Creating patient support programmes that help patients thrive

Patient support programmes (PSPs) enable us to improve the lives of people with long-term conditions and can positively impact the individual’s experience, as well as clinical and economic outcomes.

There has been growing interest in an evidence-based approach to the development of PSPs as pharma recognises that it can go beyond education to helping patients and/or caregivers adapt their behaviour to improve their quality of life and their health. However, companies frequently struggle to effectively apply learnings from healthcare and behaviour science research in an industry setting.

I reached out to our in-house scientific team of eight behaviour science PhDs for insights on how to best use an evidence-based approach to maximise real-world benefits of PSPs for patients and caregivers. Their academic work includes healthcare research, and provision of health behaviour change and psychological support, and together our teams have worked on more than 50 pharma-sponsored global PSPs.  Here are their three tenets for success:

Our research shows that people with long-term conditions and their families have unmet psychological, emotional or medical needs that are not addressed in routine medical care by existing treatments or through existing ancillary support. These needs vary by disease and by individual and can include emotional burden or distress, adherence support and fatigue – and may have downstream negative clinical impacts. Uncovering these needs and placing them at the centre of a PSP is fundamental to the development of a useful programme and should include patient/caregiver involvement, market research and review of existing published evidence, matched against an analysis of existing support. There is limited benefit in providing materials or services that patients already have access to or that they don’t truly need. Starting with a clear definition of the needs to be met through the PSP and gaps in existing resources also enables PSP development to be as streamlined and efficient as possible.

A multidisciplinary approach that harnesses ongoing end-user co-creation, evidence-based behaviour science and creative expertise produces content that informs patients and HCPs and supports patients to adapt their behaviour. Content is more likely to be effective if it uses psychological theory and evidence and embeds behaviour change techniques.

An example of this is a PSP where we applied principles from Acceptance and Commitment Therapy to help parents manage the psychological burden of caring for children with a rare progressive disease.
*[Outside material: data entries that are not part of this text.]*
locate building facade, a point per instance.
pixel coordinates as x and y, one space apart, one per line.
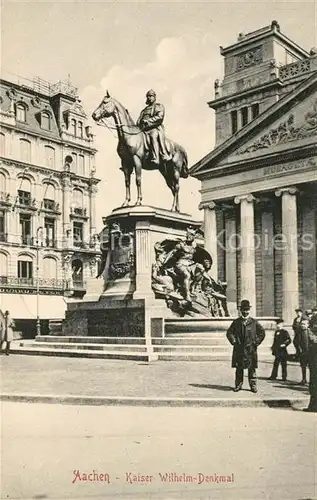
259 184
47 199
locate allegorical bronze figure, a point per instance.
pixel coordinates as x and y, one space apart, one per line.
144 146
180 274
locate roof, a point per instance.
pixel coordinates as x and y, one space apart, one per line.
254 127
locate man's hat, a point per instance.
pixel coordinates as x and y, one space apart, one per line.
245 305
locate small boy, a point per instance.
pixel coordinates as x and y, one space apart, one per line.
303 348
281 340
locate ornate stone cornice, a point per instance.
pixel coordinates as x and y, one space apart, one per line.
286 132
288 190
246 197
211 205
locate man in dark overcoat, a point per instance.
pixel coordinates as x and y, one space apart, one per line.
312 363
245 334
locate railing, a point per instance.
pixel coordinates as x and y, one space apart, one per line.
14 281
4 197
50 205
294 69
79 211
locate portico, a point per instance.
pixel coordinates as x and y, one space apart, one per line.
259 190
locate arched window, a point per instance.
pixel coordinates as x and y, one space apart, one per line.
80 129
49 156
24 193
2 144
20 113
49 197
81 165
46 120
73 127
49 268
3 183
25 150
78 198
3 265
74 164
25 269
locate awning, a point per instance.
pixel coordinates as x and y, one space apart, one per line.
25 307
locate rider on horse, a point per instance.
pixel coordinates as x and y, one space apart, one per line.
151 123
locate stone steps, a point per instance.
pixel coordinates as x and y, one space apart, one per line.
79 352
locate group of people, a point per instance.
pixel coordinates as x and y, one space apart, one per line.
246 334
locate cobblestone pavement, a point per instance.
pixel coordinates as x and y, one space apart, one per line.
21 374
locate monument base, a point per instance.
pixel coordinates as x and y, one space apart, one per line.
127 306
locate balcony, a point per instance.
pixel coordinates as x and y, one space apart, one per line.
28 240
50 206
15 283
78 212
50 243
4 198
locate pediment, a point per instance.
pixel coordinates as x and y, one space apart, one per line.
298 125
289 124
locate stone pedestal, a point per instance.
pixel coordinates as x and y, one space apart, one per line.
127 305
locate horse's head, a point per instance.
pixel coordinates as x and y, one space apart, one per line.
105 109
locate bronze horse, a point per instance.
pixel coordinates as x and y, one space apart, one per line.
133 153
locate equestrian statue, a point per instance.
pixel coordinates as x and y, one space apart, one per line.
143 145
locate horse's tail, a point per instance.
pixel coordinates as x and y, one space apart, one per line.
184 173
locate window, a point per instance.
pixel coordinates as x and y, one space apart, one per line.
25 224
244 116
2 226
234 122
78 198
74 163
2 144
25 150
73 127
3 264
81 165
24 198
50 268
77 233
49 226
255 110
45 121
25 269
20 112
2 183
80 129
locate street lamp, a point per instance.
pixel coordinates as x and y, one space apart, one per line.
38 321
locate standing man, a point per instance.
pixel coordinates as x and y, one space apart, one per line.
312 362
297 328
245 334
279 349
151 123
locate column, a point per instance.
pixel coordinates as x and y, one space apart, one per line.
210 235
143 260
246 245
92 211
67 230
290 251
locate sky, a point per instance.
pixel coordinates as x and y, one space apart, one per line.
128 48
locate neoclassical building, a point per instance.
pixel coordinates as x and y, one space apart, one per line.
47 199
259 183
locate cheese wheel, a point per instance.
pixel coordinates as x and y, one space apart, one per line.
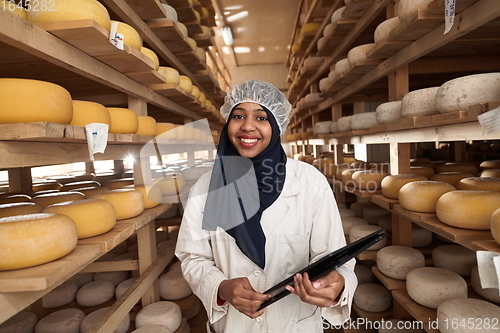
94 316
422 196
397 261
391 184
468 209
21 322
460 93
70 10
62 295
62 321
163 313
128 203
383 29
372 297
467 315
430 286
146 126
130 35
123 121
95 293
26 101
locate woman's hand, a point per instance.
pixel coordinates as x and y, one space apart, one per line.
322 292
240 294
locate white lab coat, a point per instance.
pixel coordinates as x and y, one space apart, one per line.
301 226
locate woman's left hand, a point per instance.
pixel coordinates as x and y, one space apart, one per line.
322 292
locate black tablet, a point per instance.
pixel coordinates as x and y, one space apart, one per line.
325 265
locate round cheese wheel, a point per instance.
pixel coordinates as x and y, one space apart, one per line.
454 258
372 297
62 295
95 293
163 313
71 10
123 121
387 112
420 102
26 101
468 209
62 321
452 313
422 196
462 92
35 239
397 261
94 316
128 203
383 29
89 112
130 35
146 126
430 286
491 294
391 184
21 322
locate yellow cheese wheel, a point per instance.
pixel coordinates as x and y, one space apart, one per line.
171 74
69 10
48 199
391 184
128 203
151 55
19 208
89 112
35 239
26 101
422 196
468 209
146 126
123 121
130 35
92 217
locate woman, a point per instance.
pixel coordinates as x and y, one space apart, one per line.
258 218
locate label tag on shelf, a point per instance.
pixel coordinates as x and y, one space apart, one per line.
490 121
449 15
488 264
97 138
115 38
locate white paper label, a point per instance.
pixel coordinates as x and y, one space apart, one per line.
449 15
488 275
97 138
115 38
490 121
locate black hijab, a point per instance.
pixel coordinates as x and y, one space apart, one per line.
242 188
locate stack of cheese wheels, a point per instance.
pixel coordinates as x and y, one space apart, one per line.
123 121
61 321
70 10
460 93
481 314
163 313
127 203
422 196
430 286
468 209
391 184
26 101
89 112
397 261
92 217
455 258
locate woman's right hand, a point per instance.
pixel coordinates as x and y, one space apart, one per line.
240 294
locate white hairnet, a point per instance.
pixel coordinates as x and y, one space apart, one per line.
263 93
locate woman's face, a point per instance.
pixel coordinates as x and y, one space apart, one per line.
249 129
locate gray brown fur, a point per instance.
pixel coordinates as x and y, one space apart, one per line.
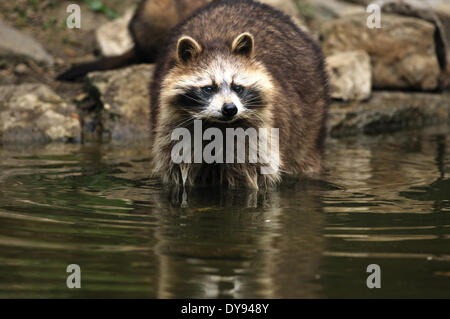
298 104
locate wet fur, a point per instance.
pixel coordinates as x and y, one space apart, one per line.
296 102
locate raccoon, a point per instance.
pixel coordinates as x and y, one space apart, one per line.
240 64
In addition to enhancing nurse confidence in providing emotional support, caregivers and physicians alike felt this approach equipped caregivers with novel, accessible tools.

Realistically, the best content in the world won’t change behaviour if patients or caregivers don’t engage with it as intended – a common problem for digital programmes. How many of us have downloaded numerous apps only to log in once? There’s a growing scientific understanding of how to engage users in digital health behaviour programmes, a topic I presented at this year’s Society of Behavioural Medicine conference. A key component to ongoing digital engagement is providing tailored and personalised content while limiting the burden of use.

A best practice model is one where engagement and efficacy are routinely monitored and the data is used to guide content and implementation iterations. Thorough PSP evaluation is rare (for multiple reasons) but is essential to enable the field to move forwards.

If you’ve got a PSP that successfully supports previously unmet needs, you want to help as many patients or caregivers as possible to benefit from it. Local markets need to implement it, physicians need to introduce patients to it (in markets where direct-to-patient contact is not permitted) and participants need to enrol.

We’ve found that teams that actively seek out potential implementation challenges from the outset and work with key internal and external stakeholders to overcome those challenges have more successful roll-outs. These efforts can be structured using learnings from Implementation Science (the scientific study of methods that can overcome barriers and maximise uptake of health services and innovation by facilitators). For example, the Consolidated Framework for Implementation Research can support the systematic and comprehensive understanding of barriers to implementation in real-world settings leading to actionable recommendations for improving its effectiveness.

We love the opportunity PSP development gives us to hear what patients and caregivers need and to support them to grow. We strongly believe that following an evidence-based, structured development and implementation process gives the best chance of providing the maximum benefit from PSPs – and of keeping the patient voice at the centre of the process.